She noted, “We were contacted to help fulfill the need of our veteran and active military communities during the pandemic. Due to COVID-19, the meals provided to these heroes had stopped, and they were now in search of support.”
To donate or get involved, go to the nonprofit’s website.
SHIP — Samaritan Homeless Interim Program
87 East High St.
Somerville, N.J. 08876
SHIP is a faith-based, interfaith and community funded, assisted and supported, grassroots organization. The organization works to “create programs and services that increase the Somerset County and surrounding regions capacity to respond to the needs of the poor and working poor.” Clients include those who suffer from homelessness or “being near homeless.” Many are hungry or suffer from substance abuse dependency, HIV/AIDS, mental health issues, or neglect and isolation.
According to SHIP executive director Tom O’Leary, during the COVID-19 crisis, “S.O.S. will be feeding the needy not the fear.”
For those looking to offer a financial donation to assist SHIP in purchasing the necessary items, make checks payable to SHIP (COVID-19 in the memo line). Checks may be mailed to SHIP at the address listed above.

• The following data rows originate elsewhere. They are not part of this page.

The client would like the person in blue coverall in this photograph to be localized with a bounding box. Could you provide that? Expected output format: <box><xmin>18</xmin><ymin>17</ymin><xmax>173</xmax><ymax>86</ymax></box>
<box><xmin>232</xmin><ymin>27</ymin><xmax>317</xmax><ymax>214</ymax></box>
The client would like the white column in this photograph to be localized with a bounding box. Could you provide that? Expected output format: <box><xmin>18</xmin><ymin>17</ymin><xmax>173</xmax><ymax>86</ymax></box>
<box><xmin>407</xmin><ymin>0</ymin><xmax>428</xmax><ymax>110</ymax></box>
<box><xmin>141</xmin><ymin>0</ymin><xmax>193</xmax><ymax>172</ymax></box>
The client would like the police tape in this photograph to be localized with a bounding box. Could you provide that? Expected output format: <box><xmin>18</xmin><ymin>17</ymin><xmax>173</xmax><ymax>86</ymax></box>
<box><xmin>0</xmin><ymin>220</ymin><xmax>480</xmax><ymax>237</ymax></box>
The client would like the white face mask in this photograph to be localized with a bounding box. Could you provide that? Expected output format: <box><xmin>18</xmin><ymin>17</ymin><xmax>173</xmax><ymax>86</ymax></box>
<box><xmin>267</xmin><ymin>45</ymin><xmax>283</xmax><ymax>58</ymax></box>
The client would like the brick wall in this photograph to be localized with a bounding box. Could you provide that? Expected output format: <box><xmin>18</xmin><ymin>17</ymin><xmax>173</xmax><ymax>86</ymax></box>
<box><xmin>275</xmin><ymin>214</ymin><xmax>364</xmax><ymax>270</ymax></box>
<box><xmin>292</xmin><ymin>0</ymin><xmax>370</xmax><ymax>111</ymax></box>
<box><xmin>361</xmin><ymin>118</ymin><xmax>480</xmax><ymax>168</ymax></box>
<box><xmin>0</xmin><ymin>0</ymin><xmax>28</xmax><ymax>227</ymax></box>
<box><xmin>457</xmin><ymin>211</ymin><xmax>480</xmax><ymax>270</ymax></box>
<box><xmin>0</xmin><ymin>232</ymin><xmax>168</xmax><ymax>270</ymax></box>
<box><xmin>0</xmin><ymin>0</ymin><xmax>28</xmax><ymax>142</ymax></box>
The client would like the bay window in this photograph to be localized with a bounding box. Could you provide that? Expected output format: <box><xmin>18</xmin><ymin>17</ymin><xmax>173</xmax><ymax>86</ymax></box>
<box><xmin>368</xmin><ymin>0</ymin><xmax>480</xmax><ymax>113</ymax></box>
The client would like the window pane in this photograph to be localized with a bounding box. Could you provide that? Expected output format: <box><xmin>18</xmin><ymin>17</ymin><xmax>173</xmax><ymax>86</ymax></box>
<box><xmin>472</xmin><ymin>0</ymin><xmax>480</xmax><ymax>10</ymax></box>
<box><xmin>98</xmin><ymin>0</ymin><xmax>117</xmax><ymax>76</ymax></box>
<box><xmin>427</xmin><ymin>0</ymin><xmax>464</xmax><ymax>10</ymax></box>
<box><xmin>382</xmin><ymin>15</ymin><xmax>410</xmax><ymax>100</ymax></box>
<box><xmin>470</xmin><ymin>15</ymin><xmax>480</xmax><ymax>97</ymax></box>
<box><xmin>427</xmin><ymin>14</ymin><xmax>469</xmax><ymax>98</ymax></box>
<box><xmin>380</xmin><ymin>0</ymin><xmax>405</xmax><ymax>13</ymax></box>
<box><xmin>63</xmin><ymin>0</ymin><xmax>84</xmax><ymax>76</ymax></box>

In addition to financial donations, the following items are needed: 9-inch to go containers with no separators, 6-inch to go containers, to-go bags, cleaning products, food in pop top packaging and microwaveable items.
Somerville Elks Lodge 1068
375 Union Ave.
Bridgewater, N.J. 08807
Somerville Elks Lodge 1068 is functioning as a collection site for the Somerset County Food Bank. Donations of nonperishable food items may be dropped off at lodge on Tuesdays through Saturdays from 9 a.m. to 3 p.m.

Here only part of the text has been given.